/ 3 October 2023

Parliament’s findings against Shivambu prove nothing, says EFF 

Floyd Shivambu Eff Photo Delwyn Verasamy
The Economic Freedom Fighters is adamant that EFF deputy president Floyd Shivambu did not receive any monies from the defunct VBS Mutual Bank. (Delwyn Verasamy/M&G)

The Economic Freedom Fighters is adamant that EFF deputy president Floyd Shivambu did not receive any monies from the defunct VBS Mutual Bank despite findings to the contrary by parliament’s ethics committee. 

After four years of investigation by the joint committee on ethics and members’ interests, a letter to the Democratic Alliance (DA) from the parliament’s acting registrar of members’ interests, advocate Anthea Gordon, on Monday said nine days of Shivambu’s salary would be docked for breaching parliament’s code of ethics. 

The committee found that Shivambu had failed to disclose money transferred to him from Sgameka Projects, which was owned by his brother Brian. 

Shivambu was found to have failed to disclose a R180 000 transfer to his account in August 2017. 

In 2019 Brian Shivambu — widely known as a VBS Mutual Bank beneficiary — was ordered by the Johannesburg high court to pay R1.78 million to the bank’s liquidators.

The order is in relation to an application by Anoosh Rooplal, the liquidator of VBS Mutual Bank, as part of his efforts to recover R2.7 million that was part of a R4 million loan granted to Sgameka Projects in late 2017.

Brian Shivambu had not serviced the loan and was in arrears of more than R2.7 million, Rooplal said in his court application in the matter. About R1 million of this had been repaid since the court matter started.

In 2020, Shivambu told the Mail & Guardian that he had received R680 000 in “clean” money from his brother to buy a high-end Range Rover Sport in 2018. 

Several arrests related to the VBS Mutual Bank scandal have been made, including Limpopo ANC heavyweight and businessman Danny Msiza, who is facing charges of fraud and corruption. 
In a statement released on Monday evening, EFF spokesperson Sinawo Tambo said the party welcomed parliament’s investigation, which he said showed that EFF leader Julius Malema and Shivambu had not received money from VBS Mutual Bank. 

Tambo said the ethics committee had acknowledged that the loan amounts were donations from a private company, Sgameka Pty Ltd, and not from VBS. 

“What is an incorrect conclusion of the committee is that the loan amount from Sgameka Pty Ltd was a donation despite the fact that Sgameka presented a sworn affidavit that the amount is a loan which had nothing to do with VBS.  The conclusion that the deputy president received a donation that was not declared is utterly false and not a reflection of reality,” he said. 

Shivambu now intends to take parliament to court to overturn the ethic committee’s “irrational and opportunistic conclusion and sanction”, Tambo said, adding that it is not in the powers of the ethics committee to dispute the loans between people even when they 

have demonstrated that they had lent each other money. 

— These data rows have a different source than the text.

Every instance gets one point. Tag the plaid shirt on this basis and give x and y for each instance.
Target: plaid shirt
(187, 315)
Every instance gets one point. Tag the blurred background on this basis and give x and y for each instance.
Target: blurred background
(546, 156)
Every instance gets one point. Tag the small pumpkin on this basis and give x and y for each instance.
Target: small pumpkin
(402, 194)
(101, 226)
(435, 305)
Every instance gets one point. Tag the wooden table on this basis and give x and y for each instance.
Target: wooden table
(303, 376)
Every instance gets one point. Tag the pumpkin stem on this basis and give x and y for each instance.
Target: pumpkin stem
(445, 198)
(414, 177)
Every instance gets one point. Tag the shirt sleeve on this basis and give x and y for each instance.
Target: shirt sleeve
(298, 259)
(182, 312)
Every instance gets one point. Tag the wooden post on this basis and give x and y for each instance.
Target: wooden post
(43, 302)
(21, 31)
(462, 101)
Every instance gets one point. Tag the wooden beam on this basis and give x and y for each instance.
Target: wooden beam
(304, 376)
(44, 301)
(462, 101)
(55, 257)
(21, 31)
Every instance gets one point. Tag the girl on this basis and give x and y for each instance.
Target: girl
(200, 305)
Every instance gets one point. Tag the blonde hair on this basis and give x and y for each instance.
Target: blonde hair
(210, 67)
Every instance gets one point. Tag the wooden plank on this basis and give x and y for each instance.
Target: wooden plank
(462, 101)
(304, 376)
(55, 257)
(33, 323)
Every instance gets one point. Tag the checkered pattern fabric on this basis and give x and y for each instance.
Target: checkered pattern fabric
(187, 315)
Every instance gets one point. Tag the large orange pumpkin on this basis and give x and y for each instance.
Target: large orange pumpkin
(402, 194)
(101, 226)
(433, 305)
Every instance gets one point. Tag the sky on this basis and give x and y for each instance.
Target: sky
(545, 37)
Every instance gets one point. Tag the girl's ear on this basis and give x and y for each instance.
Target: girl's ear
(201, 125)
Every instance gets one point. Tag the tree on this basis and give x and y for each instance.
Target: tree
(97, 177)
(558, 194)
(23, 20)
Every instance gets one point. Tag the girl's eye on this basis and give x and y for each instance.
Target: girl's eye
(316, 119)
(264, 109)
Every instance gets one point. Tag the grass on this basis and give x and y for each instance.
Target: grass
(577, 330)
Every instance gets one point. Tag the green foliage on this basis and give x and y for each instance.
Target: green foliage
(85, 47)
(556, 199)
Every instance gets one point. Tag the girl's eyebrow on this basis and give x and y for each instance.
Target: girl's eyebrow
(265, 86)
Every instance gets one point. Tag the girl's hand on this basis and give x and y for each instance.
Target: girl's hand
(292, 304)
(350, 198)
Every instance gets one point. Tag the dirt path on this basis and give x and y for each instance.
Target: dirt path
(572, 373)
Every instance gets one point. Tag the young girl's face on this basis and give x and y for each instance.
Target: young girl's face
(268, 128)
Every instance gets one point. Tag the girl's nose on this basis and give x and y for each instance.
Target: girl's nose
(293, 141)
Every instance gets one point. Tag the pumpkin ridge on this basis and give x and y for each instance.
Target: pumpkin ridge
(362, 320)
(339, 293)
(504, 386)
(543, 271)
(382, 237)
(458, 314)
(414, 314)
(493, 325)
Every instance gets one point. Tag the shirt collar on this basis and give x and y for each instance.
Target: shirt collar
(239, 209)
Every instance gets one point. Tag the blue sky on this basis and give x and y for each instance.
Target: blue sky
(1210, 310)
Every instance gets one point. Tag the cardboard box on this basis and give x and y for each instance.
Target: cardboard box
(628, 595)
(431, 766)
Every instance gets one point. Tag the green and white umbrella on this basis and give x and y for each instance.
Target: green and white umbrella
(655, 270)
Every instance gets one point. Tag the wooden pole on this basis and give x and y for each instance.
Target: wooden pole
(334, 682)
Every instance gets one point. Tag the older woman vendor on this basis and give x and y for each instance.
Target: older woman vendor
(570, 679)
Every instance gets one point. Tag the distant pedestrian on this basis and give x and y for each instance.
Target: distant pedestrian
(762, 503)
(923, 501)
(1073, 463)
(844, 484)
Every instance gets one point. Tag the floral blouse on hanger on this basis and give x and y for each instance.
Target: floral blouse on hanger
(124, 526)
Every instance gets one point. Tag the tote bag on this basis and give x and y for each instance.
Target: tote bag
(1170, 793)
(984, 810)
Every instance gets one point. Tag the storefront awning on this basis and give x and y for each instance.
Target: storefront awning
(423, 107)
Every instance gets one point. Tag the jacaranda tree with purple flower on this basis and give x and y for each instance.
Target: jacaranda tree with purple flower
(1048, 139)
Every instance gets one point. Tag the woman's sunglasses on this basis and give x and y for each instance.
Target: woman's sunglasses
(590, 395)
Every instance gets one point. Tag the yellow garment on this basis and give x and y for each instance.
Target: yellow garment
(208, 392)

“Parliament’s rules do not prescribe that loans must be declared with parliament. There is therefore absolutely nothing wrong that the deputy president did hence the legal challenge will be successful. The EFF nevertheless welcomes and accepts that the joint committee 

has concluded that there was no money from VBS that was received by leadership of the EFF. Rumour mongers and information peddlers who tried to link EFF leaders to VBS money are now put to shame,” Tambo said. 

The DA said it welcomed the ethics committee report “which found that EFF’s Mr Floyd Shivambu is guilty of violating the Code of Ethical Conduct and Disclosure of Members’ Interests”.

The official opposition laid its complaint in 2018 and again in 2019. It said the findings demonstrated that there could never be one set of rules for some and exemptions for others.

DA chief whip Siviwe Gwarube said that although the findings came as cold comfort to those who lost their life’s savings in the VBS “heist”, it was a step in the right direction by parliament.

“We are members of parliament; accountable to the public. That is why it is important that we disclose and declare all financial and non-financial interests. This is for accountability and transparency. Shivambu’s failure to declare monies received through VBS cast doubt on all public statements he has made about this matter. We trust that law enforcement agencies will be reinvigorated in their hunt for the truth,” Gwarube said.